The premise behind every low-carb diet plan is that a body that produces less insulin burns more fat than a body that produces lots of insulin. Some plans encourage a period of extremely low carbohydrate intake so thatrepparttar 145974 body will enter a state of ketosis and more quickly burn fat stores.

These are usually called induction periods. The length of extreme carb control varies from seven days to however long it takes you to reach your ideal weight.
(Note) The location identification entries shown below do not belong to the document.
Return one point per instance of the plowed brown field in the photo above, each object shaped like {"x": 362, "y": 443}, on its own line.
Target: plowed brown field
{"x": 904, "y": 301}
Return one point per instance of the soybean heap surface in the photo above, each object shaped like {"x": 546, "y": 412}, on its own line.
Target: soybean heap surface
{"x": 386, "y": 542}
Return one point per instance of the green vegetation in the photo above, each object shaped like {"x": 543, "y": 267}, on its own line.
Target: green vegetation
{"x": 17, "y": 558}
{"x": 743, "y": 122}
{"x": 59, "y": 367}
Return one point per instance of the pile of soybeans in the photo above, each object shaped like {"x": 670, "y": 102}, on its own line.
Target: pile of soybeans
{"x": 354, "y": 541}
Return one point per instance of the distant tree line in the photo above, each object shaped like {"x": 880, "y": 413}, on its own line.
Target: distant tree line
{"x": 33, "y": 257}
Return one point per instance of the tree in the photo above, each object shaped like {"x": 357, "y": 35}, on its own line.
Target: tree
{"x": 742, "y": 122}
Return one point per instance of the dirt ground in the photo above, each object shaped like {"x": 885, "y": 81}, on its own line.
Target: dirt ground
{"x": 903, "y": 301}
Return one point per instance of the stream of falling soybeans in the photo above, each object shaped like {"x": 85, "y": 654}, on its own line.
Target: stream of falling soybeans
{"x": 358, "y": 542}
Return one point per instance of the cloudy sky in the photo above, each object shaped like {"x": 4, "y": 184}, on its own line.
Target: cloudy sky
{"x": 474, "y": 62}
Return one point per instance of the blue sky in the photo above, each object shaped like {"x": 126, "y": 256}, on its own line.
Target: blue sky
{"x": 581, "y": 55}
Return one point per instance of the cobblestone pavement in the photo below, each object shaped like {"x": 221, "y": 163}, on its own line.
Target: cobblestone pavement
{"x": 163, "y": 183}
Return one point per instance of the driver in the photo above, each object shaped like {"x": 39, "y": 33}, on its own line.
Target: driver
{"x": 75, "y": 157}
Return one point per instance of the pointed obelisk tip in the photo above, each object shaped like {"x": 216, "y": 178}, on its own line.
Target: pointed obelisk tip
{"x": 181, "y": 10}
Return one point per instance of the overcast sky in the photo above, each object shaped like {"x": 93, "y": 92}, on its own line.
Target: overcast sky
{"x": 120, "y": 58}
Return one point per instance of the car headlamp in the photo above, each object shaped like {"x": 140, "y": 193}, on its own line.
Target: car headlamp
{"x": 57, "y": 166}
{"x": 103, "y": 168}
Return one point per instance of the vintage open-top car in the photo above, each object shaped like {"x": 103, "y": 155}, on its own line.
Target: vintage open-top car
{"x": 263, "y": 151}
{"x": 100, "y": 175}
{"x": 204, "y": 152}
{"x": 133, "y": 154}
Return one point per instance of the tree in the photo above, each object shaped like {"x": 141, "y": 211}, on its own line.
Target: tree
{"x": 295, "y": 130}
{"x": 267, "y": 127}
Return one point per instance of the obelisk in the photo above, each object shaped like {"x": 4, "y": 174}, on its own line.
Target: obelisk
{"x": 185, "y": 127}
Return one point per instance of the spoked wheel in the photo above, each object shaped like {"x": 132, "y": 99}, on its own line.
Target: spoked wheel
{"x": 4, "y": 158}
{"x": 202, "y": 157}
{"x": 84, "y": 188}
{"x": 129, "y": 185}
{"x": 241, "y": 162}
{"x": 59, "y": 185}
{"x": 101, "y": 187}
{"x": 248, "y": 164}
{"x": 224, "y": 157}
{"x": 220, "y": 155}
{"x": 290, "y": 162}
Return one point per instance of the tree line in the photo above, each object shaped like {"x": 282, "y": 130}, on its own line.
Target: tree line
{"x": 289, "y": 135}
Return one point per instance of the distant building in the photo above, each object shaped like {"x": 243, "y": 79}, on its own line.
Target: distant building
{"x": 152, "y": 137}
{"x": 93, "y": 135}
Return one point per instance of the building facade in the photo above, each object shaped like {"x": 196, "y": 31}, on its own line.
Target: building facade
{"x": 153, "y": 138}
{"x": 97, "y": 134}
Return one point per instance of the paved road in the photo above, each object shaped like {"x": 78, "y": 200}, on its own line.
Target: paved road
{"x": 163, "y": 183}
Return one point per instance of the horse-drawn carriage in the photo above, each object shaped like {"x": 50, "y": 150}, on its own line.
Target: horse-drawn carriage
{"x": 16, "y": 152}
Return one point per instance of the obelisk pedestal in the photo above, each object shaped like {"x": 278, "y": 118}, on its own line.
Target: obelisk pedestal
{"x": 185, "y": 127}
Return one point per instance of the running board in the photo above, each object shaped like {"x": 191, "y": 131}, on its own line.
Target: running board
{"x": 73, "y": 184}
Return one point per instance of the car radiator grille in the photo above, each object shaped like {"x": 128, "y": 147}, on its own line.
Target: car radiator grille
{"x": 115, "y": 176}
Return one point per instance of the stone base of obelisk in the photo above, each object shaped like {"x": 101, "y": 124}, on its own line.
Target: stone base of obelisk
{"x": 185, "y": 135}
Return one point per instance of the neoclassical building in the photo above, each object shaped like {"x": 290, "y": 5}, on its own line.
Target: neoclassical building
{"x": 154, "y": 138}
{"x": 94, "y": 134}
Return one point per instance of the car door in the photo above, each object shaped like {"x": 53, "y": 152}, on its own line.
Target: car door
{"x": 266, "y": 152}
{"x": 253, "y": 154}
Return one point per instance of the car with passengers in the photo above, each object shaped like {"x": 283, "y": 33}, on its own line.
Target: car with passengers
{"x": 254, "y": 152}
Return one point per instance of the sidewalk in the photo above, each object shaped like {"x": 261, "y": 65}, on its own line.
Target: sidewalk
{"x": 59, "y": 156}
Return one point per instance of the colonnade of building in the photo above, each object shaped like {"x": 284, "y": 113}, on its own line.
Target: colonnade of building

After this period of extremely low carb dieting, maintenance levels of carb consumption are followed to prevent weight gain. The amount of carb you can safely eat will depend on your unique body system. And you will probably have to experiment to find out what level of carb intake is best for you.

No matter what your carb intake, it will be lower thanrepparttar 145975 norm and you will still eliminate white flour and white flour products and certain other sugary and starchy foods. This is why these diet plans are known as low-carb lifestyles.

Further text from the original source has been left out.